Lamont Jackson, who had overseen California’s second-largest school district since 2021, engaged in “unwelcome, sex-based behavior” with two former district management employees, an outside investigation commissioned by the district found. The termination took effect immediately, and the deputy superintendent, Fabiola Bagula, stepped in to lead the district, which has about 115,000 students.

Dr. Jackson, 54, could not immediately be reached for comment.

Dr. Jackson, who worked for San Diego Unified for more than three decades, became interim superintendent in 2021 after the district’s former head, Cindy Marten, was appointed as U.S. deputy secretary of education by President Biden.

The following year, the school board unanimously voted to award Dr. Jackson a four-year contract in the role. In a statement at the time, the board said that Dr. Jackson, a San Diego native, had brought “the experience and leadership skills to the district that our students, staff and community deserve.” The San Diego Union-Tribune also reported that year that principals praised him for how much he cares about his students and staff members.

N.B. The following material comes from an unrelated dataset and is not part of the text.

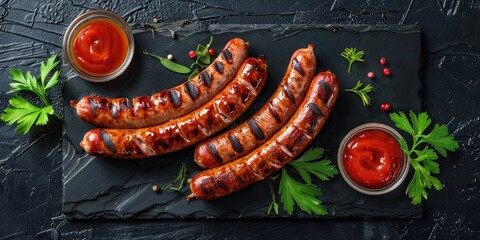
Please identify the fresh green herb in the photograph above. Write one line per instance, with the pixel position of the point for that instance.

The allegations against Dr. Jackson came to light this past April, and the school district hired the Los Angeles-based law firm Sanchez & Amador to look into them. The two employees, who were not named, were fired in 2023, in what they believed was retaliation for rebuffing Dr. Jackson’s advances.

The four-month investigation confirmed that Dr. Jackson had engaged in sexual behavior toward the women but did not find that they were terminated for turning him down, according to documents shared with The Times.

The law firm’s investigator also interviewed several people who said that Dr. Jackson had promoted women with whom he had a sexual relationship, but the investigation did not find sufficient evidence to support that allegation.

In a statement Friday, school board officials said they and the superintendent “have mutually agreed that separation is in the best interest of the district,” given the investigation’s findings. Maureen Magee, a spokeswoman for the district, said that Dr. Jackson was officially terminated without cause and would receive six months’ worth of severance pay.

Dr. Jackson made $475,339 in 2022, according to Transparent California, which tracks salaries of public employees in the state.

Administrators Association San Diego City Schools, a union that represents school principals and district employees, said in a statement that “the decision to part ways following sustained allegations of misconduct is a difficult but necessary step toward upholding the values we hold dear.”

The news comes just weeks after the U.S. Department of Education released a report finding that the San Diego school district did not properly respond to hundreds of sexual harassment allegations made by its students between 2017 and 2020, before Dr. Jackson led the district. These include instances of students groping other students, and school officials not taking adequate steps to prevent repeated assaults.

“These failures led to serial perpetration of harassment with insufficient district response, leaving district students vulnerable to the sex discrimination in school that Title IX forbids,” the department’s report said. In response to the report, the district agreed to overhaul its response to sexual harassment allegations.

The district is facing another lawsuit, filed in December by 11 school district police officers who said that their supervisors had bullied and harassed them for years because of their race and sex.

The lawsuit also named Dr. Jackson, saying he was part of a group that “compelled, coerced, aided, and/or abetted the discrimination, retaliation and harassment.” It said that after an officer complained about a supervisor’s discriminatory behavior, Dr. Jackson, in retaliation, visited the middle school where the officer’s girlfriend taught in order to intimidate her, and gave her “an unwelcomed hug.”

Attorneys representing the school district and Dr. Jackson have said that they deny the allegations in the lawsuit. Neither the district nor Dr. Jackson “were negligent, careless, reckless, acted unlawfully, or was guilty of any other wrongful act or omission whatsoever,” they said in a court filing.